How Augmented and Virtual Reality Changes QA

Have you ever seen a video of someone falling wearing a VR headset? Now that’s what you call an immersive experience. But this funny example also uncovers an important reality: the importance of how QA needs to evolve to test virtual experiences.


VR/AR technology is growing in adoption

The adoption of augmented reality and virtual reality is not slowing down any time soon. In fact, AR (mobile AR, smart glasses) could approach three and a half billion installed users, and VR (mobile, standalone, console, PC) is expected to grow to 50–60 million installed users in the next five years. As developers adopt standards such as Apple’s ARKit, Google’s AR Core, and various VR SDKs, the growth in AR/VR applications is expected to rise exponentially, fueling the adoption of augmented and virtual reality.

But for now, AR/VR is still a virtually unexplored frontier. Development teams are creating new immersive experiences no one has seen before, and with these experiences come new rules to establish to ensure quality, efficiency, and effectiveness. These rules will define our future: and soon being immersed in an AR or VR environment will be as normal as using a smartphone is today.

The Role of QA

QA is traditionally thought of as the last step in a development process. QA is rarely subjective but mainly focuses on running a series of test scripts to evaluate the quality of a product according to eight main quality attributes: functionality, performance, reliability, compatibility, usability, security, maintainability, and portability. But AR/VR introduces a ninth quality attribute as necessary as the others that can’t be programmatically tested: immersitivity. AR/VR blends the physical and virtual worlds in new ways, making it critical for the experience to be immersive for the end user.


The Behavior of Virtual Environments

Virtual and augmented reality QA processes bring up a series of fascinating questions. Some virtual and augmented reality environments don’t exist in the physical world, like a virtual walk on Mars. For these experiences, QA must add a subjective layer to their testing process: if the experience “feels” real or behaves realistically.

Even when the virtual environment is replicating a known physical environment, the considerations for QA still take a subjective turn. Virtual objects do not have the same properties as physical objects. Therefore, QA must understand the intended use of the virtual object and ensure it has all of the same qualities as its physical counterpart. For example, a new AR app may help a user visualize how a couch looks inside a room before you purchase it. A tester would check that the virtual couch looks and “acts” as a real couch. Size is one consideration to see how it fits, but others factors, such as the color of the couch, or representation of the fabric, may be key attributes necessary for an immersive experience.

Human Centered Design in AR/VR

As digital experiences begin to incorporate more and more virtual worlds and objects, a human-centered approach becomes key to the design and development process.
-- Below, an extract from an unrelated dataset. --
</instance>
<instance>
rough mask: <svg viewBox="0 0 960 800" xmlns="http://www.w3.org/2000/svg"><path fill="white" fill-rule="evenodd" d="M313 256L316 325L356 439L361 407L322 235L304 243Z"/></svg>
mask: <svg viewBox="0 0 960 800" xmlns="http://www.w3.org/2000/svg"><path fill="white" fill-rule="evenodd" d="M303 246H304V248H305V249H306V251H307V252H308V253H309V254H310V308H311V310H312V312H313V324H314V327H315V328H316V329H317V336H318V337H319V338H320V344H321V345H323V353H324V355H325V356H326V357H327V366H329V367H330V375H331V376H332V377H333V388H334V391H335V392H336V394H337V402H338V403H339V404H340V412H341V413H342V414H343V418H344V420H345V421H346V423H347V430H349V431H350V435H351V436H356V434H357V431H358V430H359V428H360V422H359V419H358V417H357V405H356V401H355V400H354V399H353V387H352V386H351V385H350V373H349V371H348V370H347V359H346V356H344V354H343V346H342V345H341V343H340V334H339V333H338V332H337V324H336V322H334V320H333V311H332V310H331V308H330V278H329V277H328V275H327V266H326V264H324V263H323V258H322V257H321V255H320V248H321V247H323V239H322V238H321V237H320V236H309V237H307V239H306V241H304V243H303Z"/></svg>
Because the user becomes a part of a system mentally as well as physically — thinking about the user’s feelings and goals is the only way to create truly immersive digital experiences.

This type of human-centered testing can’t be automated like traditional QA. Instead of scripts, various test data, boundaries and equivalence partitioning, testers will use their feelings and sensations to deliver final feedback to developers and designers.

For example, motion sickness is a serious side effect of VR for many users. Testing experiences for excessive movement, or even adding a “virtual nose” to the experience can help user’s brains reconcile the virtual environment with their own movements. QA testers must take into consideration these physical (and even emotional) considerations when testing products.

The QA Role Transforms

All of these changes lead to a transformation of the QA role. QA will still maintain its role as a part of the traditional development teams, where they check if the software meets the requirements. These days, they’re also becoming the first people to see the immersive experiences before the larger audience does. Testers become more and more critical to the success of a product, and are required to think more holistically about end user’s experience with emerging technologies.